Our volunteers do more than just handle calls. We recently participated in this island-wide drill, and utilized our rescue swim skills and surplus acquired humvee vehicles to successfully transport the “victims” off of the beach to awaiting ambulances.
Practice makes perfect, and that was the goal of a mutual aid drill involving multiple swimmers in distress on Surf City’s Fourth Street beach earlier this month. Adding to the authenticity of the drill were the staggered response times to the event to test the real-life challenges that face fire and first aid companies on the Island, especially in summer.
The drill was a joint training exercise with Barnegat Light, Beach Haven, and Ship Bottom’s volunteer fire companies. Barnegat Light and Beach Haven first aid squads also participated, as did the Surf City police department and Goodwill, Surf City Volunteer Fire Co. Chief Mike Wolfschmidt said. In total, more than 50 volunteers participated.
“I put it together because throughout the spring, summer, and early fall our company is frequently requested for swimmers in distress when the beach patrol is off duty,” Wolfschmidt said.
In real life, Barnegat Light and Beach Haven fire companies are automatically called to any water-rescue event because they have teams trained specifically for water rescue, he said. They participated in the June 8 drill along with the Ship Bottom Volunteer Fire Co., which has several firefighters who are rescue swimmers and two military-style Humvees that can transport patients off the beach, Wolfschmidt said.

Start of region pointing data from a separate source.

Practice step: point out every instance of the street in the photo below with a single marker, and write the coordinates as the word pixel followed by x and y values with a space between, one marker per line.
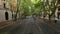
pixel 28 26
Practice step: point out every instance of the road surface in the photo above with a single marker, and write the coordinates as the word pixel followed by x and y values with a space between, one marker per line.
pixel 28 26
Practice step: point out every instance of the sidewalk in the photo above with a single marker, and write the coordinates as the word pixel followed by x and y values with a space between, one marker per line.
pixel 5 23
pixel 55 26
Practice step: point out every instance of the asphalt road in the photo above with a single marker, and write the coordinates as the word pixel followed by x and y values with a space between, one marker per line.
pixel 28 26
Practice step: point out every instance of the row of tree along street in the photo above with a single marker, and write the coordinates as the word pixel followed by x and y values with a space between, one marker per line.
pixel 34 7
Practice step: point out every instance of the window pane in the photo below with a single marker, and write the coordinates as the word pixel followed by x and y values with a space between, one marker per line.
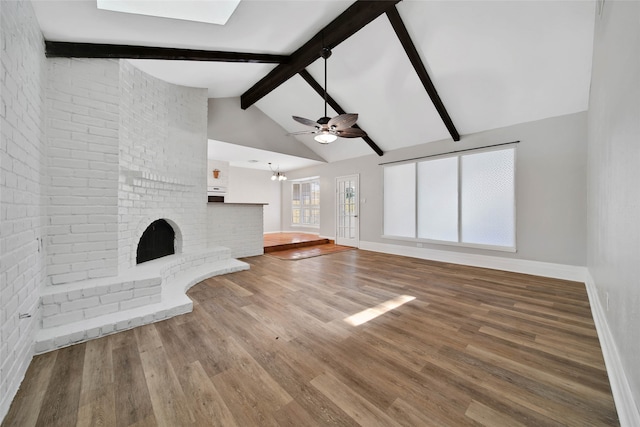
pixel 487 198
pixel 400 200
pixel 438 199
pixel 305 202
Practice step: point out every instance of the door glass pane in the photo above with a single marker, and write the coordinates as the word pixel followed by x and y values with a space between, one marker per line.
pixel 488 198
pixel 400 200
pixel 438 199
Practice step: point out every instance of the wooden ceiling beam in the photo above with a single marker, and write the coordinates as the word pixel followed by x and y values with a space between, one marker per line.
pixel 332 102
pixel 55 49
pixel 418 65
pixel 358 15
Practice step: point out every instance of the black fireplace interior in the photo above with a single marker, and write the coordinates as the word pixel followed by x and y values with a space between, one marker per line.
pixel 156 241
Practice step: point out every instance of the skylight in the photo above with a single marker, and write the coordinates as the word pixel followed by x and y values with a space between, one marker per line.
pixel 212 12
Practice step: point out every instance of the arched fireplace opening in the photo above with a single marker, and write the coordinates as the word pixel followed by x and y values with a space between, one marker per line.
pixel 158 240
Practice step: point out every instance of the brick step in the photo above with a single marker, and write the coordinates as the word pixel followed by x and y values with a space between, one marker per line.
pixel 296 245
pixel 82 314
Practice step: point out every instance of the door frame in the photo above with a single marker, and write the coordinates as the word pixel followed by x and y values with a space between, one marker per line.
pixel 355 242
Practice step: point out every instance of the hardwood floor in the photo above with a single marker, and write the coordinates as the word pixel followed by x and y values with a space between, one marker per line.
pixel 450 346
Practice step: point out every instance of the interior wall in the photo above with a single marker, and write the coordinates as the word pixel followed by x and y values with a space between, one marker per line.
pixel 252 128
pixel 82 99
pixel 550 189
pixel 22 146
pixel 613 229
pixel 255 186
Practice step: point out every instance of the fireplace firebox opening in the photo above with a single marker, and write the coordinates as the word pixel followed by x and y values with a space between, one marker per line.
pixel 158 240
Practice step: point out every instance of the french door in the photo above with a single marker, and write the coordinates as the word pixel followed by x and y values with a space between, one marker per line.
pixel 347 221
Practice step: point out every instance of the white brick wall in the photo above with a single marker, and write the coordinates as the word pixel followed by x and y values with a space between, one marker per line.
pixel 82 100
pixel 22 76
pixel 237 227
pixel 163 159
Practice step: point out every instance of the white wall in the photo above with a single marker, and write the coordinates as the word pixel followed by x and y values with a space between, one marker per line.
pixel 613 227
pixel 550 189
pixel 252 128
pixel 82 155
pixel 22 145
pixel 255 186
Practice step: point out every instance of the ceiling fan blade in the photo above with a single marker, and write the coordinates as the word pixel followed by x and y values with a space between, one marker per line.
pixel 304 132
pixel 351 133
pixel 304 121
pixel 343 121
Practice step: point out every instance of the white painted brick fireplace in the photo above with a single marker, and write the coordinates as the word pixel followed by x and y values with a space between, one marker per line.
pixel 124 149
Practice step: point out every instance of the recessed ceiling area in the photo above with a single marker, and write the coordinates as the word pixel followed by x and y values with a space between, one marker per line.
pixel 217 12
pixel 493 64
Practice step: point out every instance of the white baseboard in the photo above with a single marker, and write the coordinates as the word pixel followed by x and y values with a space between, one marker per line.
pixel 545 269
pixel 627 411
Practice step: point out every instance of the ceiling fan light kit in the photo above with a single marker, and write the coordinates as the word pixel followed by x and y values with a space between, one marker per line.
pixel 328 129
pixel 325 138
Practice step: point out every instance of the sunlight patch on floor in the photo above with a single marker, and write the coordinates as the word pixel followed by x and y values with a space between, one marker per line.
pixel 371 313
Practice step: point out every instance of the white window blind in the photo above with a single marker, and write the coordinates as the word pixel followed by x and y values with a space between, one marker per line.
pixel 466 199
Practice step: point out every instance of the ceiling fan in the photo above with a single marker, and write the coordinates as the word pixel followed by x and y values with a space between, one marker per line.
pixel 328 129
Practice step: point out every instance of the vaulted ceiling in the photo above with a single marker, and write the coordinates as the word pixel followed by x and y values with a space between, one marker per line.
pixel 489 64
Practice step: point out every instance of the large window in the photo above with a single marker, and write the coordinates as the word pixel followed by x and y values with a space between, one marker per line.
pixel 466 199
pixel 305 202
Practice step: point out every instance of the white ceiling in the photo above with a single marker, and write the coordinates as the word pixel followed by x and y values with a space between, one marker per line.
pixel 494 63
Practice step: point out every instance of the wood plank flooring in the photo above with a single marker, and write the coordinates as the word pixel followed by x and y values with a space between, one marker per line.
pixel 440 345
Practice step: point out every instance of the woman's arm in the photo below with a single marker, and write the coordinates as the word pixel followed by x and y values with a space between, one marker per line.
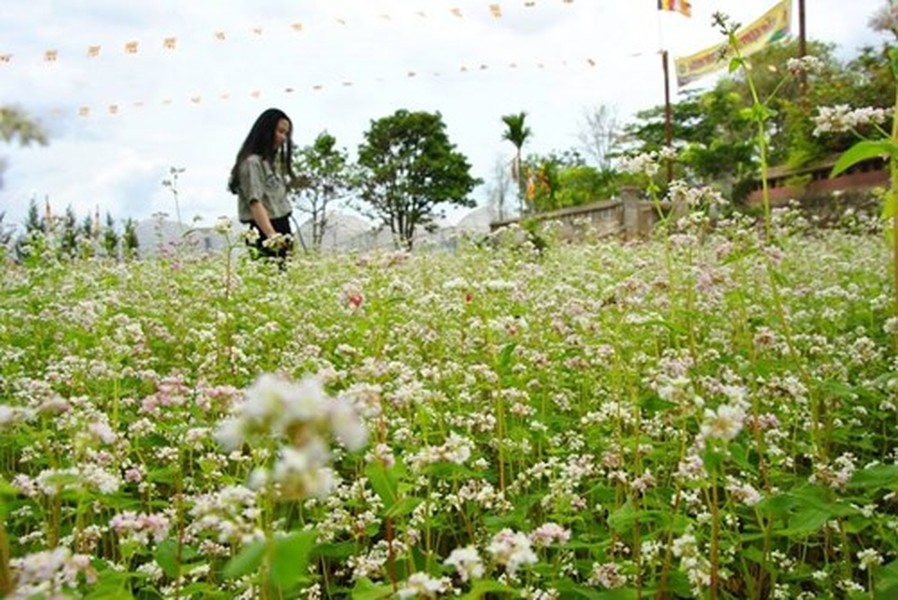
pixel 260 216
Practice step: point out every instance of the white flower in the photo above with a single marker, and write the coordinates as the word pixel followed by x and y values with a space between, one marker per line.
pixel 346 424
pixel 724 424
pixel 869 558
pixel 467 563
pixel 229 434
pixel 547 533
pixel 422 585
pixel 511 549
pixel 7 414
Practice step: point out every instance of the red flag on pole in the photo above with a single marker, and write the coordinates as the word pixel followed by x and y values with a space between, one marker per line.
pixel 681 6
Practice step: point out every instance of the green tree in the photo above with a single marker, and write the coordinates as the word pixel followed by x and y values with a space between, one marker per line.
pixel 33 221
pixel 110 238
pixel 408 169
pixel 517 132
pixel 68 237
pixel 326 178
pixel 130 243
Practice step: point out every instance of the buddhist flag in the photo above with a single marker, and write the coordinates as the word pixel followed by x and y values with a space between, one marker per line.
pixel 681 6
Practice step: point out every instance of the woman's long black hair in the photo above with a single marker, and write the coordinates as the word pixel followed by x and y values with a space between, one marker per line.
pixel 260 140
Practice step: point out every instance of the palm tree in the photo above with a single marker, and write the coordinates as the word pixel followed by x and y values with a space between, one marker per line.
pixel 517 133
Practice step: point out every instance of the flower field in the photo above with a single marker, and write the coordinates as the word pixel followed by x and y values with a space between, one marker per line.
pixel 704 415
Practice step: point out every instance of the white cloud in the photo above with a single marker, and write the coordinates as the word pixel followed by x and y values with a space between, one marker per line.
pixel 170 109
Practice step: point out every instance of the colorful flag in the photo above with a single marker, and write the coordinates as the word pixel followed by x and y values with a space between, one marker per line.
pixel 769 28
pixel 680 6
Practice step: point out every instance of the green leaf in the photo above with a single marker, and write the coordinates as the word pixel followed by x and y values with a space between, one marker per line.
pixel 504 365
pixel 861 151
pixel 384 482
pixel 876 477
pixel 403 507
pixel 246 561
pixel 167 557
pixel 365 589
pixel 735 63
pixel 290 560
pixel 806 522
pixel 887 580
pixel 482 588
pixel 623 518
pixel 893 61
pixel 655 404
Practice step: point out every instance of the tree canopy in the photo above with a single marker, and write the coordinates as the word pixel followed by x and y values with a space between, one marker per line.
pixel 409 170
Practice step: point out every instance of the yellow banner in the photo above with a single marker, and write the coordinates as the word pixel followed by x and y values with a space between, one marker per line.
pixel 771 27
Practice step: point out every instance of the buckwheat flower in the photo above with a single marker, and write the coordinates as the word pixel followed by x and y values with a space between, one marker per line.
pixel 347 426
pixel 467 563
pixel 230 434
pixel 422 585
pixel 743 492
pixel 891 326
pixel 607 575
pixel 457 449
pixel 885 19
pixel 643 482
pixel 548 533
pixel 805 64
pixel 645 164
pixel 7 415
pixel 512 550
pixel 102 432
pixel 725 423
pixel 869 558
pixel 382 454
pixel 223 225
pixel 45 574
pixel 841 118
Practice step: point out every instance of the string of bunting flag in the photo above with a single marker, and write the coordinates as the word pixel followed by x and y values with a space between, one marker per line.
pixel 170 43
pixel 113 109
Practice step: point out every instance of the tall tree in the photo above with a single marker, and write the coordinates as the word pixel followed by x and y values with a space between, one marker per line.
pixel 408 169
pixel 517 132
pixel 68 238
pixel 599 135
pixel 326 178
pixel 110 238
pixel 130 243
pixel 498 190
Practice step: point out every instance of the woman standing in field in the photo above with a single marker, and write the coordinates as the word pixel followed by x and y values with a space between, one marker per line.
pixel 260 176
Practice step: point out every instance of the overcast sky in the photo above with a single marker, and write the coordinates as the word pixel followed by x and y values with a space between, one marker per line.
pixel 138 87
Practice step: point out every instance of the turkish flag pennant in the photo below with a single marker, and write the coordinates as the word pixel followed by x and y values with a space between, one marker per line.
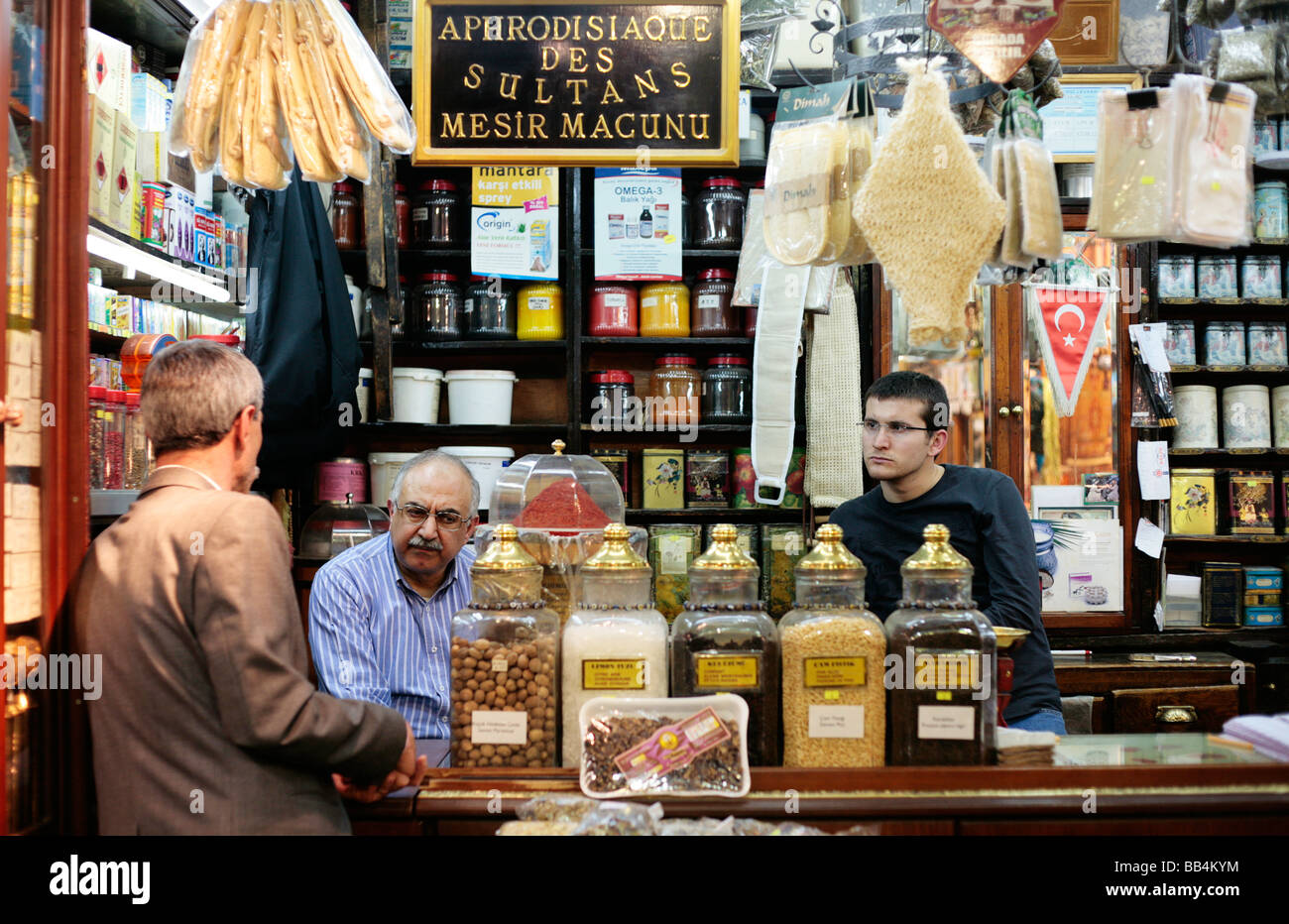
pixel 1069 321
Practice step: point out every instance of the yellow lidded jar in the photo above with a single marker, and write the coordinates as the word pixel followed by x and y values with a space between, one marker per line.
pixel 540 312
pixel 665 309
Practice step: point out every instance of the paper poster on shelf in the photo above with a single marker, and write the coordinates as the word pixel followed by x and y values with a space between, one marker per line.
pixel 1081 564
pixel 515 222
pixel 637 223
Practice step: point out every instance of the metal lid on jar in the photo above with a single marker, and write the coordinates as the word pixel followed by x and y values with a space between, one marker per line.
pixel 504 553
pixel 936 554
pixel 614 375
pixel 725 554
pixel 617 553
pixel 830 553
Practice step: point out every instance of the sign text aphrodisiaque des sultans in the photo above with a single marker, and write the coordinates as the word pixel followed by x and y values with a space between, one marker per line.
pixel 637 75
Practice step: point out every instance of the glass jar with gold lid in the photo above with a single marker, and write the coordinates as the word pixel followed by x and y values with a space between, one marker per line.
pixel 614 641
pixel 944 703
pixel 725 641
pixel 833 648
pixel 504 662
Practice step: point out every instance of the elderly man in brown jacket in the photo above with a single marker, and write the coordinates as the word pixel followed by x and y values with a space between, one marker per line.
pixel 206 722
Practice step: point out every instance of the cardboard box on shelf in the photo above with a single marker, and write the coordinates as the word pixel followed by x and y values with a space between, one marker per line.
pixel 102 136
pixel 147 102
pixel 124 149
pixel 107 68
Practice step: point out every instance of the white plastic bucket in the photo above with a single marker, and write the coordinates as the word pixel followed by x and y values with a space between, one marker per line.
pixel 485 463
pixel 362 395
pixel 415 395
pixel 480 396
pixel 385 467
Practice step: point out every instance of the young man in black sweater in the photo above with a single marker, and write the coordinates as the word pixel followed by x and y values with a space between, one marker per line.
pixel 905 420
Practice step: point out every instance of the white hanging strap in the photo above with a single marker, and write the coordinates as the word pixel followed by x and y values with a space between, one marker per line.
pixel 773 381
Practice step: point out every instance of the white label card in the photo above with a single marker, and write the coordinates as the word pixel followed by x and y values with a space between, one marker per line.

The scenario for the June 8 drill included five swimmers in distress in the rough surf off the Fourth Street beach in the borough, he said. Ship Bottom Fire Co. rescue swimmers, equipped with lifeguard cans, were the first in the water and made contact with the victims. They kept them afloat until the Barnegat Light Volunteer Fire Co. responded with its Jet-Skis, and Beach Haven rescuers could safely bring them to shore, Wolfschmidt said.
“Each ‘victim’ had a pre-determined medical complaint, or injury and vitals,” he said. “Once they were on the beach, our EMTs and firefighters worked together to quickly triage, assess, treat and transport the victims off the beach as needed.”
Like real-life situations, the drill included a twist: Toward the end, a CPR dummy dressed in a wetsuit was dropped facedown on the beach to simulate a rescue swimmer suddenly going into cardiac arrest, Wolfschmidt said.
“The crews acted in real time, had to cut the old wetsuit, dry the dummy off,” he said, explaining AED pads won’t stick to a person’s wet chest, “and provide CPR. I am happy to report the dummy made a full recovery and is back living at the firehouse.”
Wolfschmidt called the drill “a positive learning experience.” During the post-event debriefing, participants discussed best practices and lessons learned to improve upon future rescues, both real and in training scenarios.
That weekend, June 9-11, Island volunteer first-responders answered three water-rescue calls, according to Bob Selfridge, a lieutenant with the Barnegat Light First Aid Squad. He said water rescue calls account for about 25 percent of calls for the Barnegat Light First Aid Squad, with many coming in early spring or the fall when lifeguards are not on duty. Still, it can happen in the summer after hours, he said.
Selfridge said people come down on a Friday, and around 6 p.m. they decide they want to go for a swim. The trouble is the beaches are guarded from 10 a.m. to 5 p.m. throughout most Island communities.
“It’s imperative we consistently (work) with our mutual aid companies for this type of call, especially when multiple victims are involved,” Wolfschmidt said, adding how quickly rescuing, triaging, and treating multiple victims can become complex. “It’s my priority to put our victims first so they have the best possible outcome.”
Having a great working relationship with neighboring fire and first aid squads is a big part in achieving that priority, he said.
“It provides the public with the best service possible,” Wolfschmidt said, noting Surf City has a great relationship with all the fire and first aid squads on the Island and in Stafford Township.